Nastolatka poddała się i więcej nie naciskała. Niestety czas nie płynął na jej korzyść. Cezar zdołał je spostrzec w tym całym zamieszaniu. Mogła jedynie przyjąć to co ją czekało na klatę. Mężczyzna zbliżał się z każdą chwilą. Nie wyglądał na zachwyconego. Lilly oczywiście stała się obojętna na wszystko.
– Czekacie kurwa na specjalne zaproszenie? Nie mam całego dnia – warknął na nie, próbując je przestraszyć i pokazać, że mówi całkowicie poważnie.
Marisza powoli ruszyła w stronę czekającej na zewnątrz grupy. Gdy mijała opiekuna zupełnie niekontrolowanie zaburczało jej w brzuchu i to dosyć głośno. Objęła się, próbując stłumić ten odgłos, lecz to na nic się zdało.
– Więc obiadu też nie jadłyście, co? A później macie czelność jeszcze narzekać. – Chwycił blondynkę za ramię na wypadek, gdyby miała zamiar uciec. Odprowadził ją do lady i kazał wybrać potrawę.
Zdecydowała się na pierwszy lepszy posiłek. Wzięła go czym prędzej i zajęła miejsce przy stole. Problem pojawił się, gdy Cezar uznał, że dziewczyna je za wolno. Wyrwał jej łyżkę z ręki, po czym wpychał całą zawartość do ust piętnastolatki. Nie mogła nawet porządnie przegryźć jedzenia, więc dość szybko zaczęła się dławić. Chcąc nie chcąc wszystko zwymiotowała. Mimo to mężczyzna nie zamierzał odpuścić i nabrał to co chwilę temu zwymiotowała na talerz. Zemdliło ją na sam widok.
– Proszę... nie... – błagała cicho, by przestał. Gdy podniosła wzrok, zobaczyła jak Lilly zrzuciła jedzenie prosto na jego głowę. Był nie mniej zaskoczony niż ona.
– Sam to zeżryj – odpowiedziała wrednie. Ten czyn graniczył z szaleństwem. Nigdy nie podejrzewała Lilly o taką odwagę. Będzie ją on słono kosztował. Cezar zawsze karał za nieposłuszeństwo choćby dla zasady.

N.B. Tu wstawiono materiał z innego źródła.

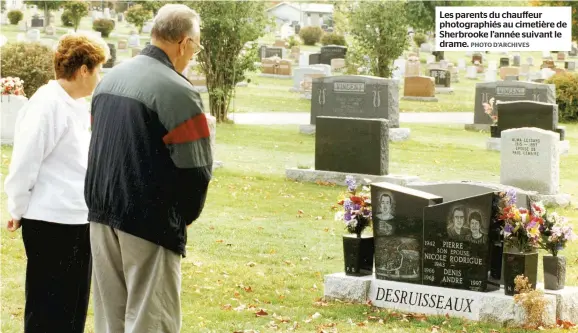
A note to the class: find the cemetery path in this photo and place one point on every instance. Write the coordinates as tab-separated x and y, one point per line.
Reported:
302	118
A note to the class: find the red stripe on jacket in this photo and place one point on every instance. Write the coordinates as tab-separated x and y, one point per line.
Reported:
191	130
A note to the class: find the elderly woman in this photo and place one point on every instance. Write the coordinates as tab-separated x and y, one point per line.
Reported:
45	188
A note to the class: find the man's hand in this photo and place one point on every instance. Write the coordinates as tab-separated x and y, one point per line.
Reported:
13	225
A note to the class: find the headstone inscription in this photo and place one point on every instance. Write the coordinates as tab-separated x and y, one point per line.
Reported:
518	114
398	231
299	74
442	77
37	22
314	59
271	52
510	91
355	96
419	86
534	153
331	52
112	60
412	67
456	251
516	60
337	143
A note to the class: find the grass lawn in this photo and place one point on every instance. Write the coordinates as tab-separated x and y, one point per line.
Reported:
264	242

Reszta nastąpiła błyskawicznie. Rzucił się na nią niczym wygłodniałe zwierze. Dziewczyna próbowała uciec od niego, lecz okazał się dużo szybszy. Pochwycił jej ramiona i potrząsał nią do tego stopnia, że dosyć szybko dostała zawrotów głowy. Za wszelką cenę starała się wyrwać ręce. Zaparła się nogami, by było jej łatwiej. Wbiła mu paznokcie w ręce i rozdrapała skórę, zadając ból. Wściekły puścił ją, po czym mocno odepchnął. Natrafiła na przeszkodę i uderzyła tyłem głowy o kant stołu. Upadła na podłogę z lekkim łoskotem. Pojawiła się kałuża krwi, kontrastująca z śnieżno-białą podłogą. Śmierć nastąpiła natychmiast. Patrzyła na niego pustymi oczami nadal wyrażającymi strach. Nawet nie podszedł do niej, by sprawdzić puls. To było zbyteczne. Marisza za to wpadła w histerie i zaczęła lamentować nad losem zmarłej. Nie słuchał tego co mówiła. Myślał intensywnie jak wybrnąć z tej sytuacji. Doszedł do wniosku, że będzie zmuszony nieco zmienić wersje wydarzeń. Pozostało mu jedynie przekonać jedynego świadka do współpracy.